After the paintballers had gone (only one false start – Hub had to come back for fruit juice and his paintball markers (gun things) without which ….. ) I was very proud of the fact that I got the grey and blue bins out on the road to be emptied (even though they were very,very heavy for poor little me) and glad that I did it at half past seven in the morning because the heavens opened shortly after that and continued to chuck it down all day. My wonderful neighbour put them back for me. Mwah.xx
I made my ‘to-do’ list once they’d gone; ensuring that I’d already done at least three things on it so that I could cross them off straight away and give myself a sense of achievement. TMA05 featured heavily on the list – it is the title of the next piece of Open University work I have to do and I need to get going on it because in less than two weeks I shall be leaving for a residential block at Nottingham Uni – ooh squee! The chance to be a real Uni Woman at last!
My new tutor – the one that I thought was so nice and sympathetic compared to his bile-filled predecessor – is just as fluent in sarcasm. My sad attempts at hypothesising and working out whether I need an ANOVA, MANOVA or a MANCOVA to analyse my as yet uncollected data (we do the experimental research whilst at Nottingham) and how many tails it has (don’t ask) do not meet with his approval. As a consequence I keep moving the books around on the ironing board that I use as a table and finding multiple distractions to avoid depressing myself further. Uni Boy irons far more than I do so I have to move my piles of books so that he can borrow the board.
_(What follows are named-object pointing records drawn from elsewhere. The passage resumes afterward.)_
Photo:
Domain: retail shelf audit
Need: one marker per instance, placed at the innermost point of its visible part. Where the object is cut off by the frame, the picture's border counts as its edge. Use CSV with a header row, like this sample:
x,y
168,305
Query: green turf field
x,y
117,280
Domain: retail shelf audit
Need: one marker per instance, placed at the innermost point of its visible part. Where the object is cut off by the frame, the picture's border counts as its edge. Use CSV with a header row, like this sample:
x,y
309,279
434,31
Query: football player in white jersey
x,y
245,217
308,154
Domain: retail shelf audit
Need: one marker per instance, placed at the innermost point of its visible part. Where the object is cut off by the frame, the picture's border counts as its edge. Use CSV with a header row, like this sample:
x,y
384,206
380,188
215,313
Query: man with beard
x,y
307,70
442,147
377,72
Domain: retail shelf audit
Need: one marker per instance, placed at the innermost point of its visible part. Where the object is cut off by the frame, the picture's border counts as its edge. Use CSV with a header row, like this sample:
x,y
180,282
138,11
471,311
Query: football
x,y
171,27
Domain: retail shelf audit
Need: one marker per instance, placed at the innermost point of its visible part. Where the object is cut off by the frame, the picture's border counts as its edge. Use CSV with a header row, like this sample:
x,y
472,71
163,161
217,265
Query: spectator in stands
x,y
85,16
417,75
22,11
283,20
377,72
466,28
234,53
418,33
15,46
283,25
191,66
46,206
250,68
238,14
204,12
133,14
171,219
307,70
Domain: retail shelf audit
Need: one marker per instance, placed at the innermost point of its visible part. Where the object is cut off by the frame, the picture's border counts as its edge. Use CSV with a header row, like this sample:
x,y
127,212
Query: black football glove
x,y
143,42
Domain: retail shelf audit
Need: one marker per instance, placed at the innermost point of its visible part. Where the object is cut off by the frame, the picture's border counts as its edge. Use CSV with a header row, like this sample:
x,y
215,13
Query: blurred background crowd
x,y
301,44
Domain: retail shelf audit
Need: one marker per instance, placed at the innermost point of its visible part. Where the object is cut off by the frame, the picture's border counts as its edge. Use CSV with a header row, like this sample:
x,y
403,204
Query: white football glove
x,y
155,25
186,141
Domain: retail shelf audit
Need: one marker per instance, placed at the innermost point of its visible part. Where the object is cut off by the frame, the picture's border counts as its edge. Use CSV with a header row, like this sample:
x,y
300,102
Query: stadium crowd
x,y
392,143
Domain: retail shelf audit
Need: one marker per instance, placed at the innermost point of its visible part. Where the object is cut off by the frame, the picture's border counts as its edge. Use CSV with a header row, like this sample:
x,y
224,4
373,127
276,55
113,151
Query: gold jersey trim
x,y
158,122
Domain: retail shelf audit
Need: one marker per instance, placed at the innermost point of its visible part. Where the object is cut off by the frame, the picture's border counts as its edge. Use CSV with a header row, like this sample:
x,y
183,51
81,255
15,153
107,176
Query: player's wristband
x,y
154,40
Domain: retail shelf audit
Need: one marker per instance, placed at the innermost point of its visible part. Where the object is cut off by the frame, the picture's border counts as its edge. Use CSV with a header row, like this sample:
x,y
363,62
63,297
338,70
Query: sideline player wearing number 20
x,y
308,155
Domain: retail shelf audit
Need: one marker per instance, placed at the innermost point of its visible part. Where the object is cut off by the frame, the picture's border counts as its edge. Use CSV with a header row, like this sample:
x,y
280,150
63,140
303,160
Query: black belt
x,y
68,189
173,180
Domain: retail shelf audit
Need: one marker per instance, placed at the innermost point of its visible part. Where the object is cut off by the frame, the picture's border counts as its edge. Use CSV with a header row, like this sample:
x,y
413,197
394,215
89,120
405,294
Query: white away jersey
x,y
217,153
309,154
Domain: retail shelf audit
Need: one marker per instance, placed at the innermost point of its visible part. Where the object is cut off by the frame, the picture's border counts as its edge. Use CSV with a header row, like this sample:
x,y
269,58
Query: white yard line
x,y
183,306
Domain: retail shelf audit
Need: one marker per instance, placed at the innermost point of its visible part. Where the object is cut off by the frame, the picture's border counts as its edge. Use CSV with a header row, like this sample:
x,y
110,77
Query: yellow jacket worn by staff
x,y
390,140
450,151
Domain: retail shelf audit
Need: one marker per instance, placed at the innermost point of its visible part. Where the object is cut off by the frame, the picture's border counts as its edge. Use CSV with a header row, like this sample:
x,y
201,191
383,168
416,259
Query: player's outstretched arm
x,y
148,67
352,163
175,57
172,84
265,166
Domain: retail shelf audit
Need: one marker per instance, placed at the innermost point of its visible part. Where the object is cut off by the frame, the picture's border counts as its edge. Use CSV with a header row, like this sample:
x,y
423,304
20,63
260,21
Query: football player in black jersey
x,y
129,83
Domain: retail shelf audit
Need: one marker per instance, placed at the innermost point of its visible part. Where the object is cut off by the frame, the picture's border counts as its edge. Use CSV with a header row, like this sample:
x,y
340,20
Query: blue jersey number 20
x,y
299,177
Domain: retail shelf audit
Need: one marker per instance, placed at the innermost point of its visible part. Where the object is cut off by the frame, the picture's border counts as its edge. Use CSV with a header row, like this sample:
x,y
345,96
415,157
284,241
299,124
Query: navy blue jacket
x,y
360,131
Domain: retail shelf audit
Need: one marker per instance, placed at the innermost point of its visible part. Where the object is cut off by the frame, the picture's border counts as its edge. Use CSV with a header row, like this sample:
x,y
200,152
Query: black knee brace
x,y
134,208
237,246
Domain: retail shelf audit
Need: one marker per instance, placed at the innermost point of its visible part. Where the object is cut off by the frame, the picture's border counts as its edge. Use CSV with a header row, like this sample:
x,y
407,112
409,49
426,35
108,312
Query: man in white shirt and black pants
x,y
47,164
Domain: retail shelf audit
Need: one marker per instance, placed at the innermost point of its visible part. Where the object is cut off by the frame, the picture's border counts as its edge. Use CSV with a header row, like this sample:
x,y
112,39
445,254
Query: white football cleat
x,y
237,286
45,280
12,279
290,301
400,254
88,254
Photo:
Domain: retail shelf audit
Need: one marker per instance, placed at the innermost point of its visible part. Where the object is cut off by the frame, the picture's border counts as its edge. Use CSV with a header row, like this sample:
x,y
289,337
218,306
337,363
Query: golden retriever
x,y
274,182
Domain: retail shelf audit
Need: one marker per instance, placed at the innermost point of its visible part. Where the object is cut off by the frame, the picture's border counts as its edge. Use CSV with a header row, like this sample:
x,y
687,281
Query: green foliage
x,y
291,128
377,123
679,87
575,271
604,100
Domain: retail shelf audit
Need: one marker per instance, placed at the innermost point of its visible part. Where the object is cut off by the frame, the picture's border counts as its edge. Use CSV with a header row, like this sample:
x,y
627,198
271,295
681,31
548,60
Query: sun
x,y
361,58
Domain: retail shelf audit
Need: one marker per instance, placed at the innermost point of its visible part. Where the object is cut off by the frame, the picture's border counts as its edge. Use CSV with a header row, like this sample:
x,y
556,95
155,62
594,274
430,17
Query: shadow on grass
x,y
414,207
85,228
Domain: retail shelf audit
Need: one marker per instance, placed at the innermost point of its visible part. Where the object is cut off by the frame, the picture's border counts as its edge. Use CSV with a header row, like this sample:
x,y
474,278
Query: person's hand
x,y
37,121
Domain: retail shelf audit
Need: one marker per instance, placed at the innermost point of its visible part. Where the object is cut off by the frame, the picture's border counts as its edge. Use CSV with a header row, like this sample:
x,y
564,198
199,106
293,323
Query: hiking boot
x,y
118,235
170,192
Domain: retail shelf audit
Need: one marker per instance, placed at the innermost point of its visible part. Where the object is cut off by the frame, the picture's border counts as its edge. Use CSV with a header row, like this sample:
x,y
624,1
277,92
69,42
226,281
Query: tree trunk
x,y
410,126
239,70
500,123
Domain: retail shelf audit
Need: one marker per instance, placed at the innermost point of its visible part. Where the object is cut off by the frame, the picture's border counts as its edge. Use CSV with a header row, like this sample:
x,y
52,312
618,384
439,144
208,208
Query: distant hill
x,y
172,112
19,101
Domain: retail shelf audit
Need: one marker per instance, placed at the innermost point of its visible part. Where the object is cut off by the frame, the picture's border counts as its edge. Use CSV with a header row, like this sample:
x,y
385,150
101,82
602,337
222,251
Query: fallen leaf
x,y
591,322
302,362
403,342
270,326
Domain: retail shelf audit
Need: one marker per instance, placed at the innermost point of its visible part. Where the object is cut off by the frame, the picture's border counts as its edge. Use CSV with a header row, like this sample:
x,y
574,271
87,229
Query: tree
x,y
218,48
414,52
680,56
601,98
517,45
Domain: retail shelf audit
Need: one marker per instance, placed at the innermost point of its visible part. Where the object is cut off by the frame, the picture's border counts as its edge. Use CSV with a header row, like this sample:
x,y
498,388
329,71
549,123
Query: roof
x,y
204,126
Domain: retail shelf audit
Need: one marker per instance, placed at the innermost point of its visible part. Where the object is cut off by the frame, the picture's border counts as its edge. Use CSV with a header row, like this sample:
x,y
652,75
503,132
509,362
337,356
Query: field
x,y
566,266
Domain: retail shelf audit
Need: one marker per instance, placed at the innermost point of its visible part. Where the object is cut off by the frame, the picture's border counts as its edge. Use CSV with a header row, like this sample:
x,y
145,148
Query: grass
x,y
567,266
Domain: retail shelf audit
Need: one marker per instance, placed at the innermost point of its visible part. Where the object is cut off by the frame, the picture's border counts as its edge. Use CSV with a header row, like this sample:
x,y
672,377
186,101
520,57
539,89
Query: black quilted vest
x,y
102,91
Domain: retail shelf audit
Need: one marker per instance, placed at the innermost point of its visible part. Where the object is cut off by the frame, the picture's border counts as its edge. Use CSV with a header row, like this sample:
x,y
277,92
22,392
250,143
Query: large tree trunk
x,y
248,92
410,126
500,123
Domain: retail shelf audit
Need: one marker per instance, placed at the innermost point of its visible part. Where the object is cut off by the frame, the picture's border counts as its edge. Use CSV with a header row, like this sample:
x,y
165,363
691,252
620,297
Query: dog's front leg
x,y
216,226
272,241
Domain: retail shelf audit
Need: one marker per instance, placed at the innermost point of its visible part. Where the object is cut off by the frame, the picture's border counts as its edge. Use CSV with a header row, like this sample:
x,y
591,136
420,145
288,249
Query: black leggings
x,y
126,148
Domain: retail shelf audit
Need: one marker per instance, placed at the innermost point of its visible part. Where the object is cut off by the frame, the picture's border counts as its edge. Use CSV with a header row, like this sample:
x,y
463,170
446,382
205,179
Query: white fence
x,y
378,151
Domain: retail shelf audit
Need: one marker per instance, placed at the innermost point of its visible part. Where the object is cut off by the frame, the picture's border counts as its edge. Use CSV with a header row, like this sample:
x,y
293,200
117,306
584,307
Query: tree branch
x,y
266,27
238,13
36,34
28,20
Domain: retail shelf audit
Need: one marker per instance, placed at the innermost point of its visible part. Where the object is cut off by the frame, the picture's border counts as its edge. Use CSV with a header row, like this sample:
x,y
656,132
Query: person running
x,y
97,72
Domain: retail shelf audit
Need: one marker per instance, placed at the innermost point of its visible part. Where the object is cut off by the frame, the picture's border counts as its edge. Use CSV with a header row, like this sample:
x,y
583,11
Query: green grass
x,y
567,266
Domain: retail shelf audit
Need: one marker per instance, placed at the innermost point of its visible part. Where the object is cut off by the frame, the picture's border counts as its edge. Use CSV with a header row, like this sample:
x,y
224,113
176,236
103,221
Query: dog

Fortunately, he irons nocturnally so I find my board back in the front room when I get up in the morning.
The plumber and his mate visited at lunchtime as arranged, looked askance at the water tank and chortled at our solutions. Within half an hour they had rigged up a curious Heath Robinson-type construction of pipes and joints that enables me to drain the water into the mop bucket. I still have to empty it using the measuring jugs – so the moss remains healthy – but I don’t have to try to get my hand inside the tank anymore. Unfortunately, on the first night the pipe was a couple of inches short of the water in the bucket so all I got was drip, drip,drip all night long. One night of the Chinese water torture was enough. I have now raised the bucket up so the end of the pipe is in the water and silent. Uni Boy emptied it for me yesterday tea time (when he woke up) and College Boy had another go at bedtime (mine not his). The bucket was nearly full when I got up this morning – I had a lie-in and woke up at twenty-past seven – whoo! Chucking water out of the window has a curiously medieval feel to it.
We ARE getting a new heating system.
This morning I have Tai Chi-ed, and will be eating breakfast shortly, after which I shall make another ‘to-do’ list that will feature TMA05 prominently but will also have things on it that I actually want to do – and some that I don’t but hey – that kitchen bin won’t empty itself now!
There are so many ways in which Lovely Hub makes my life easier (and happier and funnier and totally bearable) and it isn’t till he’s not here that I stop and appreciate that. He’s got to cope without me for a whole week soon but I think he’ll manage a bit better than I do – which offends my ego somewhat – no one likes to think they are easily replaceable. I’m still reaching for the phone to call my Dad and tell him things. That may never stop.
Ho hum. Time for breakfast before I get totally maudlin and have to put whiskey in the porridge to cheer myself up again. Uni Boy has just gone to bed. College Boy has chortled himself to sleep and this is a time when the Whinging Cat and I would have cuddled each other back into a good mood. Except that the Whinging Cat is now buried under a lavender bush in the garden. Where’s that whiskey?